30.12.06

O século dos barretes



Primeiro foi a ameaça do bug do milénio, que pôs o mundo inteiro na expectativa de uma catástrofe económica de proporções inomináveis. Na data aprazada, porém, nada sucedeu, excepto meia dúzia de indivíduos terem enriquecido à custa de centenas de milhões de tansos.

Depois, veio o susto das armas de destruição massiva, a breve trecho transformado em guerra contra o terror. Vale a pena dizer mais?

Seguiu-se uma distracção fabricada para exclusivo consumo doméstico. O processo Casa Pia foi anunciado como uma investigação destinada a desmantelar uma rede internacional de pedofilia envolvendo gente muito poderosa. Saldo final: a expectável condenação de um bode expiatório, a decapitação do principal partido da oposição e a colocação sob escuta do Presidente da República.

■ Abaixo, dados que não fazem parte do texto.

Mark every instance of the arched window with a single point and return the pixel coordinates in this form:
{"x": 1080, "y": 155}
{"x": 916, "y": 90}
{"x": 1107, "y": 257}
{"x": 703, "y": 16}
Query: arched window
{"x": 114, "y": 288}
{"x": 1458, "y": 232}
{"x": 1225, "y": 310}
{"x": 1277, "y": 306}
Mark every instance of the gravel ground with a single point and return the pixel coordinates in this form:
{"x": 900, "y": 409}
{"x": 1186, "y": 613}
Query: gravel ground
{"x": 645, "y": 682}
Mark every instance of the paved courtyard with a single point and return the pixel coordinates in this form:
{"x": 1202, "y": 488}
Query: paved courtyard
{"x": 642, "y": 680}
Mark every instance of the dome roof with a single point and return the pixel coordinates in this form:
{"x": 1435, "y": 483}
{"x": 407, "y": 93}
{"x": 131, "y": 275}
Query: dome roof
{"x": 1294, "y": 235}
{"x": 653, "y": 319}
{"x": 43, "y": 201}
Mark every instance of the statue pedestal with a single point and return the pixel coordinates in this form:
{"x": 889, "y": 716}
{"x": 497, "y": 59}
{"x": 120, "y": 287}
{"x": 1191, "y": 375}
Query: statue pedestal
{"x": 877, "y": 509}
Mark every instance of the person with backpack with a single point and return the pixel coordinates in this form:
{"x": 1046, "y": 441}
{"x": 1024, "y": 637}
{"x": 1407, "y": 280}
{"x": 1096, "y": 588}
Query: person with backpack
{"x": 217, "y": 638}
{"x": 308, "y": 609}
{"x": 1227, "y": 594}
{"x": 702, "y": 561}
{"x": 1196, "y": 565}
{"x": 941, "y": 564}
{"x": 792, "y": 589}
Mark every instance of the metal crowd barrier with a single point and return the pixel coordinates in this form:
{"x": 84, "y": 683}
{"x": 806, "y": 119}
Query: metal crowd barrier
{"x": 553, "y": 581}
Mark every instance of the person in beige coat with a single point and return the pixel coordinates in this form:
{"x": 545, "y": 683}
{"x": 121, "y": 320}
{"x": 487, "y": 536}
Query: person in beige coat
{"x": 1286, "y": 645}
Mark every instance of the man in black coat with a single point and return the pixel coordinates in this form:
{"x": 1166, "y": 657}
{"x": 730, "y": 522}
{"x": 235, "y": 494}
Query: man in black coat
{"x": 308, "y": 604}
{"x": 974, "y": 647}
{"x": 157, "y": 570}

De regresso às grandes produções à escala global, fomos em seguida introduzidos à gripe das aves, uma pandemia vinda, como convém, do Oriente, que ameaçava varrer de um sopro uma grande parcela da humanidade. Passados dois anos, das aves nem pio.

O barrete que se segue chama-se nuclearização do Irão, e é o pretexto mais expedito para resolver o conflito do Iraque alargando o teatro das operações de guerra.

Anestesiado por tanto alarme gratuito, e descrente dos líderes que regularmente lhe atenazam os miolos com catástrofes anunciadas que os factos logo se encarregam de desmentir, o público acaba, como na história do pastorinho e do lobo, por encarar com descabida bonomia o aquecimento global do planeta que, esse sim, parece configurar uma ameaça séria e global para todos nós.

Mas - perguntarão - como é que eu sei que o aquecimento global não é apenas mais um barrete a juntar à longa (mas, ainda assim, incompleta) série que mencionei? Ora, porque, ao contrário do que sucedeu em todos os outros casos, este não é glosado em tons apocalípticos pelo Pacheco Pereira.